I have never tried to describe so many different colors in tourmaline at one time before.  My inconsistencies on the official boxes that protect them and keep them ordered is a bit disconcerting.  Didn’t I try to spend that extra time with the newly completed additions to the collection that they deserved?  Have I failed as a cutter?  Will I be sued for violation of the covenant?   Enough soul searching, because this bright, eye clean round holds at least part of the truth.  It has clear on the box, a tired way of saying achroite, and even such a pale stone shifted color and tone level on me, as I looked at it under a yellowish light verse daylight.
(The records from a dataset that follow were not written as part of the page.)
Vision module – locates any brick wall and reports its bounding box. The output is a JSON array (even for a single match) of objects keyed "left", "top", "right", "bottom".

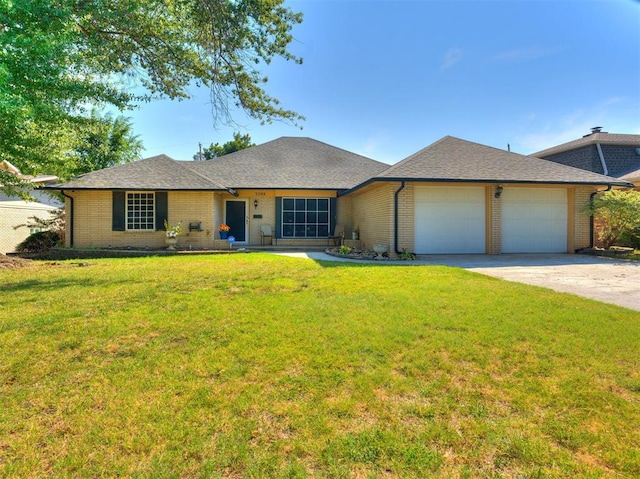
[
  {"left": 352, "top": 183, "right": 400, "bottom": 256},
  {"left": 573, "top": 186, "right": 596, "bottom": 250},
  {"left": 66, "top": 190, "right": 219, "bottom": 248},
  {"left": 486, "top": 185, "right": 502, "bottom": 254}
]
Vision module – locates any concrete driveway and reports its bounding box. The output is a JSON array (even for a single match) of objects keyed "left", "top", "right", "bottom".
[{"left": 279, "top": 252, "right": 640, "bottom": 311}]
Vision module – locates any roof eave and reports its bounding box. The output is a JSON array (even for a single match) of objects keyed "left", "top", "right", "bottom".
[{"left": 338, "top": 176, "right": 635, "bottom": 196}]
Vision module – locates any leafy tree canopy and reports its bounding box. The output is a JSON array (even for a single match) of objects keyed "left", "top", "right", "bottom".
[
  {"left": 0, "top": 0, "right": 303, "bottom": 190},
  {"left": 591, "top": 190, "right": 640, "bottom": 249},
  {"left": 202, "top": 133, "right": 255, "bottom": 160},
  {"left": 72, "top": 110, "right": 142, "bottom": 175}
]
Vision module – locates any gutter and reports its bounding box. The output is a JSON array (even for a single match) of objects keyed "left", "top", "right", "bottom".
[
  {"left": 60, "top": 190, "right": 73, "bottom": 247},
  {"left": 596, "top": 143, "right": 611, "bottom": 178},
  {"left": 393, "top": 181, "right": 405, "bottom": 254},
  {"left": 589, "top": 185, "right": 613, "bottom": 249}
]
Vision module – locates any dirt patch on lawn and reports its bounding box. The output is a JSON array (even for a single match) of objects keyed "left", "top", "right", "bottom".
[{"left": 0, "top": 253, "right": 32, "bottom": 269}]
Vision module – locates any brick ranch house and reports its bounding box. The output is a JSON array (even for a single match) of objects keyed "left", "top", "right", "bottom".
[{"left": 47, "top": 136, "right": 630, "bottom": 257}]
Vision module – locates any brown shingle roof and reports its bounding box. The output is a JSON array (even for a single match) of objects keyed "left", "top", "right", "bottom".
[
  {"left": 377, "top": 136, "right": 624, "bottom": 188},
  {"left": 50, "top": 137, "right": 389, "bottom": 190},
  {"left": 54, "top": 155, "right": 225, "bottom": 190},
  {"left": 189, "top": 137, "right": 389, "bottom": 189},
  {"left": 531, "top": 131, "right": 640, "bottom": 158}
]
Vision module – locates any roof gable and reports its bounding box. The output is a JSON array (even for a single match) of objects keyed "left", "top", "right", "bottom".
[
  {"left": 532, "top": 131, "right": 640, "bottom": 158},
  {"left": 378, "top": 136, "right": 624, "bottom": 184}
]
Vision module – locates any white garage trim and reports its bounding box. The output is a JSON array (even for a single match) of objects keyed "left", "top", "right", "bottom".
[
  {"left": 414, "top": 186, "right": 487, "bottom": 254},
  {"left": 501, "top": 187, "right": 569, "bottom": 253}
]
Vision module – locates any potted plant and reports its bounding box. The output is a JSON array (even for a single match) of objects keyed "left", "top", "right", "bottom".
[
  {"left": 164, "top": 220, "right": 182, "bottom": 250},
  {"left": 218, "top": 223, "right": 231, "bottom": 239}
]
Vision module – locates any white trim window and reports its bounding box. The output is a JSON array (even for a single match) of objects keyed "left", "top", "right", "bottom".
[
  {"left": 127, "top": 191, "right": 155, "bottom": 231},
  {"left": 282, "top": 198, "right": 331, "bottom": 238}
]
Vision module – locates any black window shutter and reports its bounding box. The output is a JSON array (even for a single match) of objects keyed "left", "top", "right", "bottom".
[
  {"left": 156, "top": 191, "right": 169, "bottom": 231},
  {"left": 276, "top": 197, "right": 282, "bottom": 238},
  {"left": 329, "top": 198, "right": 338, "bottom": 238},
  {"left": 111, "top": 191, "right": 126, "bottom": 231}
]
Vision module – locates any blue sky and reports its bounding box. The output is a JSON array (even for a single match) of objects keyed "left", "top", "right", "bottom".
[{"left": 126, "top": 0, "right": 640, "bottom": 164}]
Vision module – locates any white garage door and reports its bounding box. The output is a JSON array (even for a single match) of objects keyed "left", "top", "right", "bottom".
[
  {"left": 414, "top": 186, "right": 486, "bottom": 254},
  {"left": 502, "top": 188, "right": 567, "bottom": 253}
]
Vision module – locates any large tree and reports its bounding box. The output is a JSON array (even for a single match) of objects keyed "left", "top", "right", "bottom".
[
  {"left": 0, "top": 0, "right": 302, "bottom": 188},
  {"left": 71, "top": 111, "right": 142, "bottom": 175},
  {"left": 196, "top": 132, "right": 254, "bottom": 160}
]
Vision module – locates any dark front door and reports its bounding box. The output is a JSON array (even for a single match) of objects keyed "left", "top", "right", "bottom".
[{"left": 225, "top": 200, "right": 247, "bottom": 242}]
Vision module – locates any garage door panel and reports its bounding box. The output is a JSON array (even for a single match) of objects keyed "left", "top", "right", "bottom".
[
  {"left": 502, "top": 188, "right": 568, "bottom": 253},
  {"left": 414, "top": 186, "right": 486, "bottom": 254}
]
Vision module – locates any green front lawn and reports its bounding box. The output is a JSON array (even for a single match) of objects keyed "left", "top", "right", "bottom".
[{"left": 0, "top": 253, "right": 640, "bottom": 478}]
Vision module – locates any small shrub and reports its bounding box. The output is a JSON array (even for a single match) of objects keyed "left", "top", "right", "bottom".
[
  {"left": 16, "top": 231, "right": 62, "bottom": 253},
  {"left": 398, "top": 248, "right": 416, "bottom": 261}
]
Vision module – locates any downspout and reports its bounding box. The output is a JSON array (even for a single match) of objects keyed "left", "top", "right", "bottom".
[
  {"left": 60, "top": 190, "right": 73, "bottom": 248},
  {"left": 589, "top": 186, "right": 613, "bottom": 249},
  {"left": 393, "top": 181, "right": 405, "bottom": 254},
  {"left": 596, "top": 143, "right": 611, "bottom": 179}
]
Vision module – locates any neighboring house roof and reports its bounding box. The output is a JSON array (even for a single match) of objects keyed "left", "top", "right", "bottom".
[
  {"left": 362, "top": 136, "right": 627, "bottom": 186},
  {"left": 51, "top": 136, "right": 629, "bottom": 195},
  {"left": 620, "top": 169, "right": 640, "bottom": 182},
  {"left": 531, "top": 131, "right": 640, "bottom": 158},
  {"left": 190, "top": 137, "right": 389, "bottom": 190},
  {"left": 55, "top": 137, "right": 389, "bottom": 190}
]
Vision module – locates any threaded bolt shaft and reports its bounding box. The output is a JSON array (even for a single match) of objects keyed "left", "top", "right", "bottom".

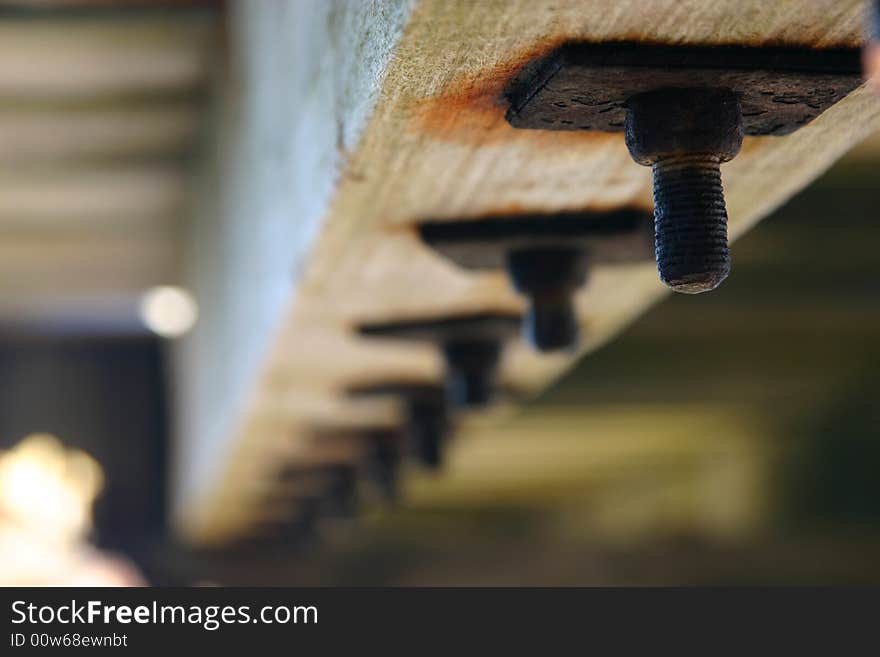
[{"left": 652, "top": 153, "right": 730, "bottom": 294}]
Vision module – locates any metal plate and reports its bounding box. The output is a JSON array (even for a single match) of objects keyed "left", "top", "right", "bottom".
[
  {"left": 507, "top": 43, "right": 862, "bottom": 136},
  {"left": 419, "top": 209, "right": 654, "bottom": 269}
]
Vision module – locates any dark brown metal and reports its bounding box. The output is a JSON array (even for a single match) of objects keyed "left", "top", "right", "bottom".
[
  {"left": 507, "top": 43, "right": 862, "bottom": 136},
  {"left": 507, "top": 43, "right": 861, "bottom": 294},
  {"left": 358, "top": 312, "right": 522, "bottom": 407},
  {"left": 419, "top": 209, "right": 653, "bottom": 351}
]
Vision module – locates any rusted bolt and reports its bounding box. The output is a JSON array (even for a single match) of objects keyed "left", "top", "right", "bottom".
[
  {"left": 442, "top": 339, "right": 502, "bottom": 407},
  {"left": 625, "top": 89, "right": 743, "bottom": 294},
  {"left": 507, "top": 247, "right": 587, "bottom": 352},
  {"left": 358, "top": 312, "right": 522, "bottom": 407},
  {"left": 419, "top": 208, "right": 654, "bottom": 352},
  {"left": 364, "top": 432, "right": 400, "bottom": 504}
]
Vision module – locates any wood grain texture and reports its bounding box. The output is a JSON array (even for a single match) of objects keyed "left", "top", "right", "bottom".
[{"left": 179, "top": 0, "right": 880, "bottom": 543}]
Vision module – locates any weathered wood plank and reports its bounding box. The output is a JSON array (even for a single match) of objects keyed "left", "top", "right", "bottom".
[{"left": 179, "top": 0, "right": 880, "bottom": 542}]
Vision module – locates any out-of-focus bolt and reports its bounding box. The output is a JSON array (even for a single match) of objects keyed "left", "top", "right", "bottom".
[
  {"left": 442, "top": 339, "right": 502, "bottom": 407},
  {"left": 405, "top": 397, "right": 449, "bottom": 470},
  {"left": 507, "top": 247, "right": 587, "bottom": 352},
  {"left": 626, "top": 89, "right": 743, "bottom": 294},
  {"left": 365, "top": 431, "right": 400, "bottom": 504},
  {"left": 862, "top": 0, "right": 880, "bottom": 94}
]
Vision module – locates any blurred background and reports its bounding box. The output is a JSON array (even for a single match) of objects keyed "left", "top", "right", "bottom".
[{"left": 0, "top": 3, "right": 880, "bottom": 585}]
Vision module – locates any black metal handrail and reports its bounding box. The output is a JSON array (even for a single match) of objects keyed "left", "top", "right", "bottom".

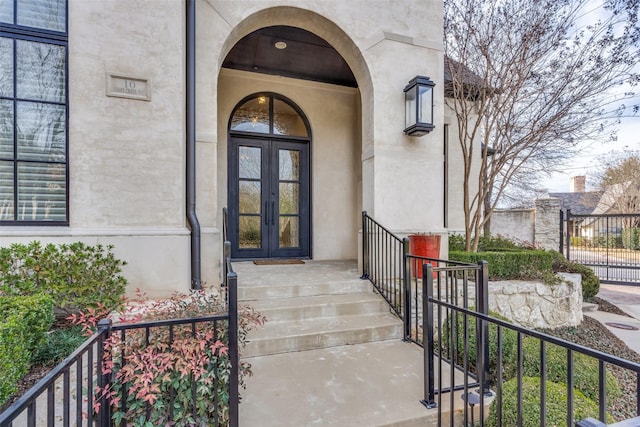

Now I will stay with clear because natural light is the determiner, but its other persona is a tea richer than some, just reviewed, that are obviously not an achroite.  I think I just said it again, in a different way.  To really appreciate many tourmaline you have to live with the gemstone.  Take it for a walk or to the grocery store etc., but don’t buy it in a jewelry story and expect it to look just like it did there, when you get home.   Oh and by the way, setting gemstones can be a color adventure also.  This standard round brilliant weighs 4.11 carats and I have its number now.

Bruce

 

Bruce

About Bruce Fry

I was born in Summit, NJ in 1947 and graduated from Summit High School in 1966. I graduated from the Colorado School of Mines in 1970 and after spending another year in graduate school, I left to see the world of Brazil. After spending some more time discovering myself, I ended up working for the Commonwealth of Pennsylvania for 32 years as an Air Quality Engineer in the Department of Environmental Protection. I retired in 2007 and took up faceting gemstones again after a long hiatus that reached back to my twenties. I had started cutting cabochons when I was 13 and bought my first faceting machine when I was 15, but ran out of money and time until I retired. My great love in gemology is tourmaline and the collection presented here represents my effort to get as much beauty and variety in the colors of tourmaline as I can. I was particularly lucky in being able to get unheated cuprian tourmaline before copper was discovered in gem grade tourmaline from Mozambique.